We excluded tests that were considered to be too expensive or not available in general practice, like (f)MRI, PET and sensomotory evoked potentials (SEP). However, we could have added SEP as a test to assess CS; SEP is evoked with an electrical stimulus of a peripheral nerve and potentials are measured [56,57,58].

Because the presented tests are not used yet in general practice, the GPs did not have clinical experience with the tests and had to answer from a theoretical point of view. Other panellists had more experience with the presented tests, but were less critical on time constraints and costs, e.g. physiotherapists have more time and hospitals have more money to spend on needed devices.

Whereas the CSI and PPTs have a solid base in the literature, monofilaments are less well-studied.

More research is needed to establish their characteristics to assess CS.

Note that the choices for the most suitable tests were based solely on expert opinion about what is practical in general medical practice, not which ones were perceived to be the best at diagnosing CS. We will conduct a study to assess whether GPs are able to apply the tests to their patients in practice and investigate their experiences with the tests.

Recommendations for further research

We do not yet know whether the tests are sensitive and specific enough to diagnose CS on an individual level. The tests are mostly used on population level and further research is needed to assess if and how these tests are transferable to clinical practice with regard to interpretation, practicality and feasibility.
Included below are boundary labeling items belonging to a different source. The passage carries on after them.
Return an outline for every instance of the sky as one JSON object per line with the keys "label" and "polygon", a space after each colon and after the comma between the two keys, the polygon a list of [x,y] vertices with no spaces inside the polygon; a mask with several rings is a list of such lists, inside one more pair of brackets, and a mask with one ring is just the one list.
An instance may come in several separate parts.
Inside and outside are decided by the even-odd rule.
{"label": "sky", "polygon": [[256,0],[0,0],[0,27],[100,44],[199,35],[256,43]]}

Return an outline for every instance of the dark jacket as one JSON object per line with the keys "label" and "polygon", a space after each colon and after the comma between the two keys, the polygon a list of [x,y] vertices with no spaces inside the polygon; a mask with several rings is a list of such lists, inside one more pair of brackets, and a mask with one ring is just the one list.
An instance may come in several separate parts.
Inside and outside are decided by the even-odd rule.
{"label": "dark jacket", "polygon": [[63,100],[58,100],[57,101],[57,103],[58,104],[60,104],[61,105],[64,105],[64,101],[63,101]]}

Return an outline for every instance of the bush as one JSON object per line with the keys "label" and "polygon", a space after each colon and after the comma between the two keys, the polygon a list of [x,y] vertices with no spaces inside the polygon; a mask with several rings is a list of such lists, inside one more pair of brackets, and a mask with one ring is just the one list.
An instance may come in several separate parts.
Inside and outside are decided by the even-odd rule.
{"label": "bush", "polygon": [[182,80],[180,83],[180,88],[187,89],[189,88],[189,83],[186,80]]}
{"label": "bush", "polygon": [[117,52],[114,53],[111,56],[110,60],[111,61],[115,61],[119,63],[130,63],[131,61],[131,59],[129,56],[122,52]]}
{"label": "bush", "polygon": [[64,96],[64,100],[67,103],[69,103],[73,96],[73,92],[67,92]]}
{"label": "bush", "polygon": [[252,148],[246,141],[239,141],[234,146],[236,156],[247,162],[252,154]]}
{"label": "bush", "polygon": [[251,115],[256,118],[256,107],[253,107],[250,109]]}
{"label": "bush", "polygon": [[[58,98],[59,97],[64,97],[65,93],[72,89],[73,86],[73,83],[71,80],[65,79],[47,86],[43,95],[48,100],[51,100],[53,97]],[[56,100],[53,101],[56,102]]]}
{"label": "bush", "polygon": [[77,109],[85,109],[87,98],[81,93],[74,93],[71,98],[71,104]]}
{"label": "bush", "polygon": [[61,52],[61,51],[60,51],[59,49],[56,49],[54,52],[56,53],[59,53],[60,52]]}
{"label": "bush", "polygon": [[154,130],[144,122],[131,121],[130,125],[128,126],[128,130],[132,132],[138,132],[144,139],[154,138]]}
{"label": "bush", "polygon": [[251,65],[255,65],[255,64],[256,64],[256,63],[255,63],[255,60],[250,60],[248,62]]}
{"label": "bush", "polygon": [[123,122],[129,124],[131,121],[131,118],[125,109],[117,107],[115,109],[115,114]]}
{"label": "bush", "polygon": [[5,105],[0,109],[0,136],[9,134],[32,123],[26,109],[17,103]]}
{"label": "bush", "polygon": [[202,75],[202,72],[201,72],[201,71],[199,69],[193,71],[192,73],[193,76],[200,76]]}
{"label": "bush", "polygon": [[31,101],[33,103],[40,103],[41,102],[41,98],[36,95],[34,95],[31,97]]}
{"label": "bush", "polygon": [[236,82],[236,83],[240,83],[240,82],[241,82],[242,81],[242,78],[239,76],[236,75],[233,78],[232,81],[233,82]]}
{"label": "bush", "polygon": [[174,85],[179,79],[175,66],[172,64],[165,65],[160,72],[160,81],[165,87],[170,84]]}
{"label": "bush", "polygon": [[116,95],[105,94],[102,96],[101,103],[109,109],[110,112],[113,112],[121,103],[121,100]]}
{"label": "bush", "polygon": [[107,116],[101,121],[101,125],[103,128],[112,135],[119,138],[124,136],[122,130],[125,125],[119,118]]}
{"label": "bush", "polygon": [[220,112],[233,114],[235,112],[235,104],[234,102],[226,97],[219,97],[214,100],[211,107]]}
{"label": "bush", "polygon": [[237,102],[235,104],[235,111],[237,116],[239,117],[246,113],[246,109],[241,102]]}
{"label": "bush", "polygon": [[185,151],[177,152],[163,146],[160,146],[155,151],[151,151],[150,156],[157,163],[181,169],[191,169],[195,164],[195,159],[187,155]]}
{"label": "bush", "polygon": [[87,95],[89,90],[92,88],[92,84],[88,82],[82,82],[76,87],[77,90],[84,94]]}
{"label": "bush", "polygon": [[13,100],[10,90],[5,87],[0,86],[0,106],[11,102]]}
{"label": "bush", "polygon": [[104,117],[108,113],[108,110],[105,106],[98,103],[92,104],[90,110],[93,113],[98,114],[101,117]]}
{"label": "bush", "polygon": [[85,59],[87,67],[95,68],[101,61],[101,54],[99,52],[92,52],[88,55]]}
More research is also needed to assess whether the characteristics of these tests, as test-retest reliability and temporal stability, are sufficient when the tests are applied by general practitioners in a primary care population [55]. Additionally, further research should establish reference values, cut-off points and assessment of the construct validity of the tests) [59].

Conclusion

After a consensus study among an international panel of 27 experts, three tests for measuring CS were considered to be potentially feasible and suitable to be used in general practice: the Central Sensitization Inventory (CSI), pressure pain thresholds (PPTs) and monofilaments. It is worthwhile to conduct further research on the feasibility of these tests in general practice because they might have additional diagnostic value and offer an acceptable explanation for PPS.